За провал при угадывании цыганки учитель музыки попадает в «колдовской хоровод»: «В ту же секунду — он и глазом моргнуть не успел — его подхватили с двух сторон и закружили, завертели, что-то напевая, насвистывая, приговаривая. Только голоса доносились как бы издалека. „Не угадал! Не угадал!“ — долетало до него, как сквозь сон… он чувствовал, что хоровод постепенно влечет его между кресел и ширм в глубину комнаты, но через некоторое время отказался от всякого сопротивления и больше уже ничего не помнил». Когда же наступила «клиническая смерть» Гаврилеску? В конце первого эпизода (от солнечного удара!) у калитки сада, в только что упомянутом обмороке или позже, во время «сна», когда он почувствовал, что штора завивает его, как смертные пелены? Трудно дать однозначный ответ при такой многозначности текста, хотя я склоняюсь в пользу первого предположения. Так или иначе, очевидно, что эти три момента образуют совокупность последовательных изменений сознания, «ритуал перехода». (Другая гипотеза: все сцены у цыганок представляют только обряд инициации, с помощью которого девы пытаются повернуть посредственного учителя музыки к сакральному — отсюда их огорчение, когда он не может правильно угадать, — а собственно смерть наступает только в конце новеллы.)
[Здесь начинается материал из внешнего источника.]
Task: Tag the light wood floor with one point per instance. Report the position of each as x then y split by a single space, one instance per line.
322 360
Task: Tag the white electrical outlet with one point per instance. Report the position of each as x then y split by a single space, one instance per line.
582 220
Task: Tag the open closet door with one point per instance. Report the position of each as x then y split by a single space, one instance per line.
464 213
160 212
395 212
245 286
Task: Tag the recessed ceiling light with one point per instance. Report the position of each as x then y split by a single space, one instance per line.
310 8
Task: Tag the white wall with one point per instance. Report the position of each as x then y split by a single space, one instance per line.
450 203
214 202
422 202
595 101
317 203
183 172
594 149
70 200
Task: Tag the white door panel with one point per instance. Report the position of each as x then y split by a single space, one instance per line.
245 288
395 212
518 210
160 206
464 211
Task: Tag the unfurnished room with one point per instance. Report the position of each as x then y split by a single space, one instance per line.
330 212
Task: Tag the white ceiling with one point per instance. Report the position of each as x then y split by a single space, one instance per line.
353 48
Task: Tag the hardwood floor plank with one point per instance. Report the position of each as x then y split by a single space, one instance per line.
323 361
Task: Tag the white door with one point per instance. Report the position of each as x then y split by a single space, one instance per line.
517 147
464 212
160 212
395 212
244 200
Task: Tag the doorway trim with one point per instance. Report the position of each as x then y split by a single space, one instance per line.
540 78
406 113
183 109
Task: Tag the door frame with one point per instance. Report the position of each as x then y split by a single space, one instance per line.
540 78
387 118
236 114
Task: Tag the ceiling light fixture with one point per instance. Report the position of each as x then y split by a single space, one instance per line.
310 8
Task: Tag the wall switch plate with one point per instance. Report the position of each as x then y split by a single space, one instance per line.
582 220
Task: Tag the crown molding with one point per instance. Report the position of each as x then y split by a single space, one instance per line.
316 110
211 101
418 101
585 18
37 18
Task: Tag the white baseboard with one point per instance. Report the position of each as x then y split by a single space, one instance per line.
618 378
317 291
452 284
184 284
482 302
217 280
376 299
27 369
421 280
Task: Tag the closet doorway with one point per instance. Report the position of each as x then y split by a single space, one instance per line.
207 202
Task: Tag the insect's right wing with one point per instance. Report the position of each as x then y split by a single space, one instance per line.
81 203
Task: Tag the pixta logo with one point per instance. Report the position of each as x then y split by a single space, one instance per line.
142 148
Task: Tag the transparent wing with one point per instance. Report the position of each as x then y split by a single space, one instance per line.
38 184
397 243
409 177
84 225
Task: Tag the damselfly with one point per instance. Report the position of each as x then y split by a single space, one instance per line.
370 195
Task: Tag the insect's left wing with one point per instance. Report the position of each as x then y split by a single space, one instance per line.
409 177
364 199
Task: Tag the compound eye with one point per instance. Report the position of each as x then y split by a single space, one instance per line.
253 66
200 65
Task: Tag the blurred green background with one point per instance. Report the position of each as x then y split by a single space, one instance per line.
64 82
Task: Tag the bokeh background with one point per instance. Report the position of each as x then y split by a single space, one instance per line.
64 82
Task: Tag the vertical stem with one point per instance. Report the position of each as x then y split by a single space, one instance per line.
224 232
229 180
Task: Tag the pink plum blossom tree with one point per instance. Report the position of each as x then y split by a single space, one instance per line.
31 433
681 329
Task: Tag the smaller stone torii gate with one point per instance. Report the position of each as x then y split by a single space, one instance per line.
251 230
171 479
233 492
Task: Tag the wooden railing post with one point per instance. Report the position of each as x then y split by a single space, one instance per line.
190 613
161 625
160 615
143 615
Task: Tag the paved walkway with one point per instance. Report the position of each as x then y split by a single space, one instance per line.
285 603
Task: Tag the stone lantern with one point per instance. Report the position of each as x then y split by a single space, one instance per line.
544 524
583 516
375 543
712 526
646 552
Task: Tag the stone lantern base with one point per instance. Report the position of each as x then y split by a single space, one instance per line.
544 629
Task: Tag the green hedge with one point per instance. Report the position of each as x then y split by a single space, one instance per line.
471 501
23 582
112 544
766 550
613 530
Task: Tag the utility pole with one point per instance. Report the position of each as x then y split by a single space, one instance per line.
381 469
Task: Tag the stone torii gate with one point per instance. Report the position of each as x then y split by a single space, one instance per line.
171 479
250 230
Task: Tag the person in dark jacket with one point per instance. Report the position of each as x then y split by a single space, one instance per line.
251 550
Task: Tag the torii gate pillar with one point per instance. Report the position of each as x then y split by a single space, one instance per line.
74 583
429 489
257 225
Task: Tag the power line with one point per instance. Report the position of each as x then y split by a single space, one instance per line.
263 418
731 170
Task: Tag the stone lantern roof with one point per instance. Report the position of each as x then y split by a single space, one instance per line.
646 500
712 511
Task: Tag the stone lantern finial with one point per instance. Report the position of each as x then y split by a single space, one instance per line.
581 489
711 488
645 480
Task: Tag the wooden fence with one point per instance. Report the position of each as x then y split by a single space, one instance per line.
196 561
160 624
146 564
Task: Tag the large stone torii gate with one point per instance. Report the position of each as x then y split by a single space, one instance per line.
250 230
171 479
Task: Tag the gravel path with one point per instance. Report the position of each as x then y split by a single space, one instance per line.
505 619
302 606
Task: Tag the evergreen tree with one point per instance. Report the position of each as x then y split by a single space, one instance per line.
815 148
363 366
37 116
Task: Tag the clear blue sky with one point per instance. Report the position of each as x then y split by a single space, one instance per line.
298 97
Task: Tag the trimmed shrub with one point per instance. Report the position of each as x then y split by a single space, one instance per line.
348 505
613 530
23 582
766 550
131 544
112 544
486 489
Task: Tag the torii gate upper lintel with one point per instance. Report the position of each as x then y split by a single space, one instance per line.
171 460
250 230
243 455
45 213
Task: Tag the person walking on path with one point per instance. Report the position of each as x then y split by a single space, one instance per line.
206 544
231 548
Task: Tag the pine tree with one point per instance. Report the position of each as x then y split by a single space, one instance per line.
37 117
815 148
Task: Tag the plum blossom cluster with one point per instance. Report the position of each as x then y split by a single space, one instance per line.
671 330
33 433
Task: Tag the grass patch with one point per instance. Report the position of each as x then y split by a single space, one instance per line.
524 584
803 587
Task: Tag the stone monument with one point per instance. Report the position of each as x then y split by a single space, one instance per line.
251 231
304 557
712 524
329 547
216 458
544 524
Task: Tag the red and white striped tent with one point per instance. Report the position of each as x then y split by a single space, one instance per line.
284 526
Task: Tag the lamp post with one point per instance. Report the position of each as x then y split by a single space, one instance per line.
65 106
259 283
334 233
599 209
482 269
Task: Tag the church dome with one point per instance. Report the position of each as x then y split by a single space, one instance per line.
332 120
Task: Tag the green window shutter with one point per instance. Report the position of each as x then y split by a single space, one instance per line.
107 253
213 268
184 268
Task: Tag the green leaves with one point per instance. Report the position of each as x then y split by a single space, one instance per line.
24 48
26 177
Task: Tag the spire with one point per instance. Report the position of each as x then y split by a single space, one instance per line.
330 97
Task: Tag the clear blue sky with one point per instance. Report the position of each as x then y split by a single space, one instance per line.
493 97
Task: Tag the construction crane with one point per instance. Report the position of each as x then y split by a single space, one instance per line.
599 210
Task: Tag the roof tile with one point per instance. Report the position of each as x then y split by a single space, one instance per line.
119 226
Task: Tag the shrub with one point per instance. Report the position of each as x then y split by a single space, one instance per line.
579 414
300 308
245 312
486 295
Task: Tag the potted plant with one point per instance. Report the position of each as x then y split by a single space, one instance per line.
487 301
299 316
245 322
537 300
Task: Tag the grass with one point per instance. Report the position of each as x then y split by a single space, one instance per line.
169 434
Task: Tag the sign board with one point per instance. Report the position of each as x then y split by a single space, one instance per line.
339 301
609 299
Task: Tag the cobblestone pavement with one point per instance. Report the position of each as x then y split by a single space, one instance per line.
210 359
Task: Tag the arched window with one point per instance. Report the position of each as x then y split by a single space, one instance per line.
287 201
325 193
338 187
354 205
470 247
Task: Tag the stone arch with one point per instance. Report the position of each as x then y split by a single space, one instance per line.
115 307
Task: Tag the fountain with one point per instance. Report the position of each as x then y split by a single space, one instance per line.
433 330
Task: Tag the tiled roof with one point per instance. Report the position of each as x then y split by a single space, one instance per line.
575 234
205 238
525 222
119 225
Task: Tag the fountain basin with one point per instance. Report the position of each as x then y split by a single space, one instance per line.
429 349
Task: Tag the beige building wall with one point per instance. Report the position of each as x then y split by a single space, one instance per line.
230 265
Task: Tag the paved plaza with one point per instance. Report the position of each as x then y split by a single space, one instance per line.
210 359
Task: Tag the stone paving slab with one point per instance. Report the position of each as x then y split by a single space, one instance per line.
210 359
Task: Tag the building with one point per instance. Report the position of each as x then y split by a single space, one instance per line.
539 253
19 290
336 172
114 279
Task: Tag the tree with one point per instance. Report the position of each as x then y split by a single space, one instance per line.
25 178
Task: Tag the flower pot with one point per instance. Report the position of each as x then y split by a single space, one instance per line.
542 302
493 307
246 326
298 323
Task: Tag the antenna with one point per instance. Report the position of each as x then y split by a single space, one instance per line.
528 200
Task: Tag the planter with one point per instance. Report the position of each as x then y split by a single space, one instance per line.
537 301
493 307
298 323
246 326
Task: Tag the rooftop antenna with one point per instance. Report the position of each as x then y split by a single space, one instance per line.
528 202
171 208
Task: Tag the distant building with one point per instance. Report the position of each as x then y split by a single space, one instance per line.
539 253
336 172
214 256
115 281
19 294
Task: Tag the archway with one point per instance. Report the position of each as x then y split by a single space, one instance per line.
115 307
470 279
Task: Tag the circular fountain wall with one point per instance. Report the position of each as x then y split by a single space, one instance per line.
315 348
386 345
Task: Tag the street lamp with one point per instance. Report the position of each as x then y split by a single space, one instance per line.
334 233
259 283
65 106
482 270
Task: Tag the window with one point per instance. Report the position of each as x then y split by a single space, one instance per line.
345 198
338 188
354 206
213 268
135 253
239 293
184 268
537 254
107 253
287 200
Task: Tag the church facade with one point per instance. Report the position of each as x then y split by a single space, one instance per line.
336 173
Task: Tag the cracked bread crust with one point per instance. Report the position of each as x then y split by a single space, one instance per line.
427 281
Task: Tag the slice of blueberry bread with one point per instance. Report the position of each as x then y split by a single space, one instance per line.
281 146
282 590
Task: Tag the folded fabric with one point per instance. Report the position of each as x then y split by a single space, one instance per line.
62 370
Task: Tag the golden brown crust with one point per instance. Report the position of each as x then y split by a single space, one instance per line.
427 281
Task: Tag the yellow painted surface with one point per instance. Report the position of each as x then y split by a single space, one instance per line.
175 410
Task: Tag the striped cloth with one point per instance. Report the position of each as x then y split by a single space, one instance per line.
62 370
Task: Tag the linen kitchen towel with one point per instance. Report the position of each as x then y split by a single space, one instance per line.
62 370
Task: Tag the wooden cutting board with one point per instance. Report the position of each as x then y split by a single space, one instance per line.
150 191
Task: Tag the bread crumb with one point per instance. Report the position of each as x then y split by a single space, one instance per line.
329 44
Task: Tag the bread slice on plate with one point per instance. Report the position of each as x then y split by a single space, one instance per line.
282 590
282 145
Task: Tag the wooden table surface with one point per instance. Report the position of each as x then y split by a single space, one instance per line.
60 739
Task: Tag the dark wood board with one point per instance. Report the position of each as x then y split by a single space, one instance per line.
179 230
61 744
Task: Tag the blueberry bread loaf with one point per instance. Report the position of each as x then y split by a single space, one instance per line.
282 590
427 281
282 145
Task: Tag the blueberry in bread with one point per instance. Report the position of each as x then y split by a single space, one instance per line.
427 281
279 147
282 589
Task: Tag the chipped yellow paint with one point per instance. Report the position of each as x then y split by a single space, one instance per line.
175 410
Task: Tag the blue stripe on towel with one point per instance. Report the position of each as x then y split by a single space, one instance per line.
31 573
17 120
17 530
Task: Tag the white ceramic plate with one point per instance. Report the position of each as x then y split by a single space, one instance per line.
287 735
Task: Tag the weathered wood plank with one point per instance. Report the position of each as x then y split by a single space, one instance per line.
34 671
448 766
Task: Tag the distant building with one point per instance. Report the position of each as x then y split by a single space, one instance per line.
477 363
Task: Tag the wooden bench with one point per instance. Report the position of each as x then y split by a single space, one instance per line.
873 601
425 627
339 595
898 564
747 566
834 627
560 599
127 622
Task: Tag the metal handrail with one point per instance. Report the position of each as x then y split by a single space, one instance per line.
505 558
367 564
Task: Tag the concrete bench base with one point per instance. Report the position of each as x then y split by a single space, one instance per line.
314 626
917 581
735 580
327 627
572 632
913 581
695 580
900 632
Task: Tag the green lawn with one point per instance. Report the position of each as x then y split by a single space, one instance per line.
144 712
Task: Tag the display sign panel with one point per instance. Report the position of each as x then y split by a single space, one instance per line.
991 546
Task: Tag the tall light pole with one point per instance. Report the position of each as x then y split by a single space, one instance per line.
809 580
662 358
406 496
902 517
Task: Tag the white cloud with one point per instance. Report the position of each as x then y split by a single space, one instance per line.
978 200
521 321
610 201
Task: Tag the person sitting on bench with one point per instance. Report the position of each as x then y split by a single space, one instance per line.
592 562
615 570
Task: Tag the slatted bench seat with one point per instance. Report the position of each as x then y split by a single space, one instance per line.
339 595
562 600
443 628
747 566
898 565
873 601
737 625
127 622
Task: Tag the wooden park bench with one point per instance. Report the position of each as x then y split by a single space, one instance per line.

«Надо было не мечтать, а любить ее…» — замечает одна из дев, когда Гаврилеску рассказывает о своей любви к Хильдегард, а другие укоряют ее: «Не надо было давать ему воли (вспоминать), черта с два он теперь угадает». Тем временем Гаврилеску вспоминает наконец, в чем состояла драма его прошлого: Эльза «соблазнила» его, и он женился, бросив Хильдегард. «Ну, и что теперь? — спрашивают его девы. — Время-то идет, время идет». Еще одна попытка угадать, еще один провал. Почему? «Былое разворошил, — сказала гречанка. — Сбило оно его, увело, заморочило». Привычка грезить с открытыми глазами, отсутствие проницательности и ясности в сознании — вот из-за чего Гаврилеску упустил жизнь (то есть Хильдегард), а теперь упускает и смерть. Волнующее сходство проступает между реальным и «ирреальным» моментами экзистенциального цикла Гаврилеску. И там, и там он не сумел «угадать цыганку», в первый раз подменив Хильдегард Эльзой, теперь спутав с цыганкой сначала гречанку, потом еврейку. Упустив жизнь, он упускает и смерть, и его человеческая вина состоит, по сути дела, в том, что он не умеет видеть, что он путает настоящее с видимостью, существенное с поверхностным. Ритуал угадывания цыганки дается ему как последний шанс узнавания. Угадать — значит переступить ограниченность человеческой природы. Что было бы в случае успеха? «Если бы ты угадал, было бы чудо как хорошо, — тихо проговорила гречанка. — Мы бы тебе пели, мы бы тебе плясали и провели бы тебя по всем покоям…» Рай представляется здесь как необъятной величины гарем (в полном соответствии с буквальным смыслом ситуации), в который счастливого бессмертного вводят как homo ludens[12], но с правом увидеть все («все покои»). Блаженство, безмятежность божественного состояния — вот что упускает Гаврилеску. Заблудившись в прошлом, пока «идет время», он тонет в непоправимом, ему уже не сменить замашек, он обречен на земное. Его собственная отчаянная реакция выливается в попытку вновь обрести привычную надежность существования, прибегнув к мифу о своем таланте пианиста: он «налег на клавиши с такой силой, почти яростью, словно хотел разворотить их, выцарапать ногтями и прорваться, целиком войти во чрево инструмента, а потом еще дальше, еще глубже».

Сон, который за этим следует (IV эпизод), я трактую как кошмар переступания через материю. Даже без дотошных поисков соответствий в похоронных обрядах все же напрашивается ассоциация с ними: лабиринт, темнота, тишина, страх, угроза, исходящая от предметов, почти гротескная нагота деформированного тела, наконец, последнее ощущение спеленывания и «войлочной» духоты.

После эйфории и беспечности предыдущего момента — жуть теперешнего; после сна о смерти — ее мерзость. Стоит только скрыться девам, танцующим и прекрасным, стоит только Гаврилеску упустить последний шанс своего духа, является смерть, как убожество плоти, перекрывающее химеры воспоминаний.